People ask me if I blame my gastric bypass for this "condition" or it's increasing changes/etc.  No.  I was born with the brain malformation that causes seizures, and at this point in my life I believe I had seizure activity longer than anyone knew (maybe since I was very small, in the form of smaller seizures that no one noticed, I understand the symptoms now) -- but the gastric bypass caused a trigger by changing my gut.  The science shows that the gut can affect the brain -- and I feel that in some way the WLS lowered my seizure threshold by altering my gut, and making my malformation -- "turn on" and show it's full power.  I feel that there's a cure in my lifetime, if it's fecal transplants, brain stimulators or who knows what else - because there are many of us out there with post WLS seizures
 
What do you want to know about "long term" post weight loss surgery life?  
 
Any questions, I am a too-open book.  Ask here or Facebook.  Just don't sell me anything unless you plan on sending it to me free.
 
 

Bad dreams and bouncing ships and real estate in Maine

I don't sleep well in an empty-ish house.  I have nightmares that are frighteningly realistic when there's nobody in my bed.  The positive is that I quickly forget them if I get OUT of bed and do something.  I will not analyze this last one - and I am going to blame my daughter for renting a very disturbing movie last night that must have crept inside my subconscious.  

SHIVER.

My younger kids and spouse took off to Busch Gardens and Colonial Williamsburg for the last few days.  They're currently en route home -- it is a long. drive. home.

I did not go for a couple reasons - first off - my dog just spent a week at a sitter's house because we went on a cruise and we would have had to board her again.  She promptly came home and pooped on the carpet.  

Next, this trip was sort of unplanned -- Dad and kids were planning to go white water rafting (which I was not planning to join them on... rafting would have been fun, however my youngest was too little to join) and they had canceled that trip and made this one last minute and sort of just went on the fly.  

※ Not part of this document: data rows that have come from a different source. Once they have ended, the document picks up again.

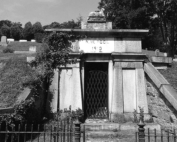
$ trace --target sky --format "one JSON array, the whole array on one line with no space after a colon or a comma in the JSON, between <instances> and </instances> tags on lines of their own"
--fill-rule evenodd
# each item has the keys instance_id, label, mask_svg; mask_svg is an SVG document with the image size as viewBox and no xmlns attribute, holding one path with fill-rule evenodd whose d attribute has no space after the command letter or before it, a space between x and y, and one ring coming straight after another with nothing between
<instances>
[{"instance_id":1,"label":"sky","mask_svg":"<svg viewBox=\"0 0 177 142\"><path fill-rule=\"evenodd\" d=\"M101 0L0 0L0 20L23 24L41 22L67 22L82 16L86 21L89 12L98 10Z\"/></svg>"}]
</instances>

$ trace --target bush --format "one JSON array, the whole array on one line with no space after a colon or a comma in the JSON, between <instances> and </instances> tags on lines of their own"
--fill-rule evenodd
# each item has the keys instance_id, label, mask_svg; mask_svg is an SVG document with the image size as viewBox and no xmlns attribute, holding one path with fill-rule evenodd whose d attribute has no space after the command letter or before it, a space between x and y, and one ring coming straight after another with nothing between
<instances>
[{"instance_id":1,"label":"bush","mask_svg":"<svg viewBox=\"0 0 177 142\"><path fill-rule=\"evenodd\" d=\"M3 53L14 53L14 50L12 48L5 48L3 49Z\"/></svg>"}]
</instances>

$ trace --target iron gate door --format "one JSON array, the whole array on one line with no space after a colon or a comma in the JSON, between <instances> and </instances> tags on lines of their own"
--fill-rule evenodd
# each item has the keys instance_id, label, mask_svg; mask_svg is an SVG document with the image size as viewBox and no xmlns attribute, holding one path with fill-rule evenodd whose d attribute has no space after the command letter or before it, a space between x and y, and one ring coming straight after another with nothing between
<instances>
[{"instance_id":1,"label":"iron gate door","mask_svg":"<svg viewBox=\"0 0 177 142\"><path fill-rule=\"evenodd\" d=\"M108 72L95 65L86 72L85 117L104 119L108 118Z\"/></svg>"}]
</instances>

I do not do well on amusement park rides, in fact I don't go on them at all.  To bring this a bit on the topic of WLS, sure I understand that a huge part of many people's journeys is to "fit on a rollercoaster again!"  

But for me? 

Oh. hell. naw.  I do fit.  I didn't fit for a time.  I don't care that I fit.  It was never a "non-scale victory" in my mind because I didn't care to go back, you know?

I never, ever enjoyed rides as a big girl.  Disney -- Waterparks -- all of it -- LOATHE. THEM.  I enjoy them much much less now.  

I believe that the epilepsy diagnoses and subsequent antiseizure medications make movement-dizziness and perception much more of a problem than it was prior to seizures and meds.  This became crystal clear on our recent cruise of the Northern Atlantic Ocean, where I became visually sea-sick every time I saw the waves and felt the ship bump.  My brains - eyes - can't handle the disconnect anymore.  It took nearly a week to stop feeling the ship move in my head, so getting on a ride to make that feeling happen on purpose is not really enticing to me.

I do miss taking photographs in parks like Busch - and while being a tourist - but hate to waste the $$.$$ on getting me in the park just to be the event timeline photographer.  (Which is often my role in any location with moving parts.)

Anyway while they were off, I went to the neurologist to update about my failed WADA test and redo ...(separate post to come, my brains are special!) and a quick trip to Maine with my parents and oldest daughter.

We visited Ogunquit, ME and the Nubble Lighthouse.  I've decided that fore a mere several million dollars, I could live in either location, thanks.